- Nov. 21, 2016
In the small town of Seesen on the northwestern edge of the Harz Mountains in Lower Saxony, the banker Israel Jacobson (1768–1828) founded a school that became the first in Germany to educate both Jewish and Christian pupils. It was one of the first educational institutions to emerge from the Haskalah, or Jewish Enlightenment, and Israel Jacobson became a leader in the Jewish Reform movement.
Of course, Jacobson was not alone in trying to advance the modernization of Jewish education. The surrounding region, which includes Braunschweig, Lower Saxony’s second largest city, was home to numerous reformers and enlightenment thinkers who advocated the establishment of new educational institutions that would strengthen Jewish identity. Eventually, their influence would spread far beyond the borders of the Duchy.
Some of the students at Jacobson’s school in Seesen would become the leading figures in the Wissenschaft des Judentums, in which pioneering scholars applied modern methods of scholarship to Jewish history, texts, and culture, thus laying the groundwork for modern academic Jewish studies.
Leading figures of the Wissenschaft also emerged from the Samson-School in nearby Wolfenbüttel, foremost among them Leopold Zunz (1794–1886), the reformer and scholar who was among the founders of the Verein für die Cultur und Wissenschaft der Juden in 1819. Jewish men and women throughout the region worked to secure equal rights for Jews and paved the way for their assimilation into German bourgeois society.
The Israel Jacobson Network was founded to promote public awareness of the unique achievements of these remarkable citizens of the region. Representatives of thirty academic, cultural, business, and political institutions founded the network in April 2016 and made it their goal to promote interest in Jewish history and culture through the creative use of historic sites. In addition to the Network’s home base at the Technical University of Braunschweig, the Network’s members work at museums, libraries, research institutions, and memorials.
International cooperation was a founding principle for the group, which recognized the importance of including the perspective of the German-Jewish diaspora early on. With its strong collections related to the region, the LBI is a natural partner for the network and has committed to support the initiative with advice and programming.
The network hosted its first public event on April 14, 2016 at the Landesmuseum in Braunschweig, where LBI Research Director Frank Mecklenburg gave a presentation on cookbooks in LBI collections. Under the title, “Birnen, Bohnen, und Kein Speck” (a reference to the regional specialty involving pears, green beans, and bacon, with the omission of bacon in its Jewish variation), Mecklenburg discussed cookbooks as elements of material culture that reflect the complex interplay between food, religious traditions, notions of home, and the feeling of community.
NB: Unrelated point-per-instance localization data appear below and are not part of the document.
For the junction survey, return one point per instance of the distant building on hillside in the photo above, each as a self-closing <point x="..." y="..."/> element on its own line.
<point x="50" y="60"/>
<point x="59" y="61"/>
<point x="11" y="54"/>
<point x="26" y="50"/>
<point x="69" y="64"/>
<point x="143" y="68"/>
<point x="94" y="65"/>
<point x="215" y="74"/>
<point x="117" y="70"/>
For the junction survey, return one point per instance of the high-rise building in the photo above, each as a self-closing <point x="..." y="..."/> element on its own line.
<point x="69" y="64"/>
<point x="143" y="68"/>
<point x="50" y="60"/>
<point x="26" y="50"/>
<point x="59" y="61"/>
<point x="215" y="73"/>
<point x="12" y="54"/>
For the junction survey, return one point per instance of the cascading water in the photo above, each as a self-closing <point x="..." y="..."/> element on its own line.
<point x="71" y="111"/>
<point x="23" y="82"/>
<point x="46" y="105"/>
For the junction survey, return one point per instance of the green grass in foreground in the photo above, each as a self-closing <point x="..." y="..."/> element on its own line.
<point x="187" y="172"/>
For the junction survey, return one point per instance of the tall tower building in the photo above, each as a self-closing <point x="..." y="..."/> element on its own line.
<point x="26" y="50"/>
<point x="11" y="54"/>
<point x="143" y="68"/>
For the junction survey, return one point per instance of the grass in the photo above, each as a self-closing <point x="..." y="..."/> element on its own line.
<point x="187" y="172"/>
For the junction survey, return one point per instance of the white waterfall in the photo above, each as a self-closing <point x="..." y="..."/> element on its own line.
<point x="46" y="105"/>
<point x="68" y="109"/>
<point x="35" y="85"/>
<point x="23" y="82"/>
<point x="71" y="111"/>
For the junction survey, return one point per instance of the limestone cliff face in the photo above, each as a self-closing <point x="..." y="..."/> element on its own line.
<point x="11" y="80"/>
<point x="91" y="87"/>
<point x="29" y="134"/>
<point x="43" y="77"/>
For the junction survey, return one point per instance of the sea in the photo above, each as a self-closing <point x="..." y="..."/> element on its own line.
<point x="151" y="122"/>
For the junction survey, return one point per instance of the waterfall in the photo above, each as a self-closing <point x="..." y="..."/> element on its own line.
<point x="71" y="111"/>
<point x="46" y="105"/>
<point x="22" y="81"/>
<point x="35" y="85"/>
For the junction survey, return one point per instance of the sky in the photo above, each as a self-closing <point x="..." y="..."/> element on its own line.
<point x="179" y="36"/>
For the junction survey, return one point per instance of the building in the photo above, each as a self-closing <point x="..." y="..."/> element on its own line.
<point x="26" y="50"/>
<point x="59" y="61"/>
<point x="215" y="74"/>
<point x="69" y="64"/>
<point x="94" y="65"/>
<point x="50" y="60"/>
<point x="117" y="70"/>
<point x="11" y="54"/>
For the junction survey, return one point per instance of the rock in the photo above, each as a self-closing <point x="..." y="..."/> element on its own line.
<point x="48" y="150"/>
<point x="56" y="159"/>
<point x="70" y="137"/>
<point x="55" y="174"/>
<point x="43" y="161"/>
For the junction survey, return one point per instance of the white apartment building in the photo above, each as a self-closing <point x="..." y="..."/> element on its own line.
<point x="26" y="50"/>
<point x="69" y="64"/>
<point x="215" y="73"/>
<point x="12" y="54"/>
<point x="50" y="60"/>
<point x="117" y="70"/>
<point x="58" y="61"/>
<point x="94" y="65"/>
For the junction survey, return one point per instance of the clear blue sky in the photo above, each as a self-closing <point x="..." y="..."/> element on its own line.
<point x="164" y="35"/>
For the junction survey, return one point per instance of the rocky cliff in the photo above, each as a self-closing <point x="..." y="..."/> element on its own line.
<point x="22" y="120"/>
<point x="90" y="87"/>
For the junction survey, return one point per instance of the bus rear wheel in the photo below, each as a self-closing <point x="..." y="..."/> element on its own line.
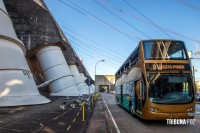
<point x="131" y="110"/>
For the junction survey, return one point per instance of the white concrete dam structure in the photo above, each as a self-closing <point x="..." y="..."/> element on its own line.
<point x="17" y="86"/>
<point x="78" y="79"/>
<point x="55" y="69"/>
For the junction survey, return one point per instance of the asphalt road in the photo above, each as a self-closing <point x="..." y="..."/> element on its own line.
<point x="128" y="124"/>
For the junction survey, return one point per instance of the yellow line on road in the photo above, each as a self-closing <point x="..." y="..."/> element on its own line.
<point x="74" y="120"/>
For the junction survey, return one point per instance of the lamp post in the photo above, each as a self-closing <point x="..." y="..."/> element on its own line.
<point x="95" y="74"/>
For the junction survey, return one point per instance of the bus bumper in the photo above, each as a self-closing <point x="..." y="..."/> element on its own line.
<point x="149" y="115"/>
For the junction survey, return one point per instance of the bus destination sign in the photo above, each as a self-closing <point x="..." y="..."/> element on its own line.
<point x="178" y="67"/>
<point x="158" y="66"/>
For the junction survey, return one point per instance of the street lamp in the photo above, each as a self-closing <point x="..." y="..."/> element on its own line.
<point x="95" y="74"/>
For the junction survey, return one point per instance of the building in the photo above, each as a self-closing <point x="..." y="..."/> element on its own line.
<point x="105" y="83"/>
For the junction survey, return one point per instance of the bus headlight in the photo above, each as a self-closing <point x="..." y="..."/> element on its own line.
<point x="153" y="109"/>
<point x="190" y="109"/>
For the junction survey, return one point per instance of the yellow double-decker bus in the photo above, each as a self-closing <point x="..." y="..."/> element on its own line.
<point x="155" y="82"/>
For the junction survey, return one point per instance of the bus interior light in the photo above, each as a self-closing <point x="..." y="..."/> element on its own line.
<point x="190" y="109"/>
<point x="153" y="109"/>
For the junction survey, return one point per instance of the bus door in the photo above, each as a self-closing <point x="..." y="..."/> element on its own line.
<point x="121" y="94"/>
<point x="138" y="97"/>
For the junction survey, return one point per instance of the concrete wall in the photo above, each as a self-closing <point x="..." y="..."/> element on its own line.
<point x="105" y="80"/>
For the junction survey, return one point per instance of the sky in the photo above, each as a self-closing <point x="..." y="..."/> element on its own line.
<point x="111" y="29"/>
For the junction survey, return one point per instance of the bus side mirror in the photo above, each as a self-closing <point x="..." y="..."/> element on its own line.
<point x="138" y="90"/>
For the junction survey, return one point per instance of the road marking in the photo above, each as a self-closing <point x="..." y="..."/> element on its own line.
<point x="116" y="127"/>
<point x="74" y="120"/>
<point x="68" y="128"/>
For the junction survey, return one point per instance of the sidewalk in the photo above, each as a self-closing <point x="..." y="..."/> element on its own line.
<point x="46" y="118"/>
<point x="98" y="122"/>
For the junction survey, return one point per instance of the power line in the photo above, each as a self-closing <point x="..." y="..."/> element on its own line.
<point x="96" y="18"/>
<point x="147" y="22"/>
<point x="91" y="47"/>
<point x="147" y="18"/>
<point x="114" y="60"/>
<point x="89" y="54"/>
<point x="101" y="5"/>
<point x="95" y="48"/>
<point x="98" y="44"/>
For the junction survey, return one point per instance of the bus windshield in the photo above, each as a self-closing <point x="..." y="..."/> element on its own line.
<point x="170" y="88"/>
<point x="164" y="50"/>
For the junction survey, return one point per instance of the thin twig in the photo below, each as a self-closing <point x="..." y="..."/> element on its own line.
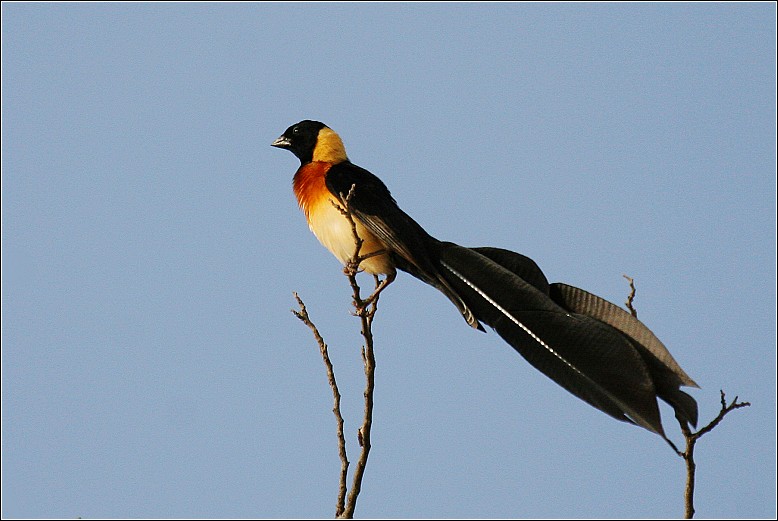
<point x="691" y="440"/>
<point x="691" y="437"/>
<point x="302" y="314"/>
<point x="365" y="310"/>
<point x="631" y="296"/>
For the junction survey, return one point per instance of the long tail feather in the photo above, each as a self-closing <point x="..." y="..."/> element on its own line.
<point x="585" y="356"/>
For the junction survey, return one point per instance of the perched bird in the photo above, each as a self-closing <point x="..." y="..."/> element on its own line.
<point x="596" y="350"/>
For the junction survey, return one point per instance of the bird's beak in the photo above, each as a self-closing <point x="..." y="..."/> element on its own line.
<point x="281" y="142"/>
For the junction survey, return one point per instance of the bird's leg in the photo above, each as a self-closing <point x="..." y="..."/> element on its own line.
<point x="380" y="285"/>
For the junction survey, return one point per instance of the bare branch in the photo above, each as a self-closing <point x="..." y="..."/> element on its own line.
<point x="365" y="309"/>
<point x="691" y="437"/>
<point x="631" y="296"/>
<point x="691" y="440"/>
<point x="302" y="314"/>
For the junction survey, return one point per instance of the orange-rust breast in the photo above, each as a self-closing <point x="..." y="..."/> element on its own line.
<point x="330" y="226"/>
<point x="309" y="186"/>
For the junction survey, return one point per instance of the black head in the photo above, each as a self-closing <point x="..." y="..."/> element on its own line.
<point x="300" y="139"/>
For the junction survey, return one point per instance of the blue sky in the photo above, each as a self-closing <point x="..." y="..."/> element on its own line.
<point x="150" y="246"/>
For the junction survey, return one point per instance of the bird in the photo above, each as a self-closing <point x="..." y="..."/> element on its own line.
<point x="594" y="349"/>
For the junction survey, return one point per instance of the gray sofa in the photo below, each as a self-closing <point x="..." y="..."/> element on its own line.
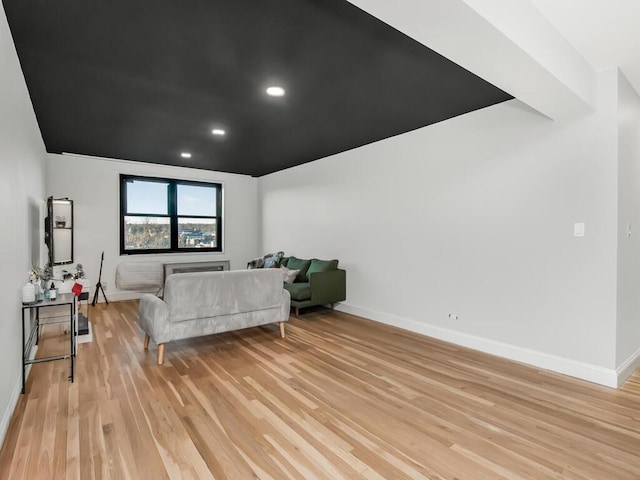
<point x="197" y="304"/>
In November 2016, the Landesmuseum Braunschweig will also host the exhibition “From Mendelssohn to Einstein, from Wolfenbüttel to New York (and back)—Jewish Paths to Modernity.” It is based on the LBI’s 2015 exhibition on the Wissenschaft des Judentums movement and its far-reaching impact. On display will be unique items from the LBI archives, including original handwritten materials by Moses Mendelssohn, Heinrich Heine, Leopold Zunz, and Albert Einstein, many of which are returning to their country of origin for the first time. The curators Cord-Friedrich Berghahn, Katrin Keßler, Alexander von Kienlin, Ulrich Knufinke und Heike Pöppelmann are adapting the exhibition for Germany.
Ismar Schorsch, President Emeritus of the LBI and Chancellor Emeritus of the Jewish Theological Seminary in New York, will speak at the opening of the exhibition on November 16, 2016. For Schorsch, the invitation to open the event is timely; the scholar of Jewish history and leader at institutions with direct links to the Wissenschaft recently published his latest book, a biography of Leopold Zunz. (Leopold Zunz: Creativity in Adversity. University of Pennsylvania Press, 2016).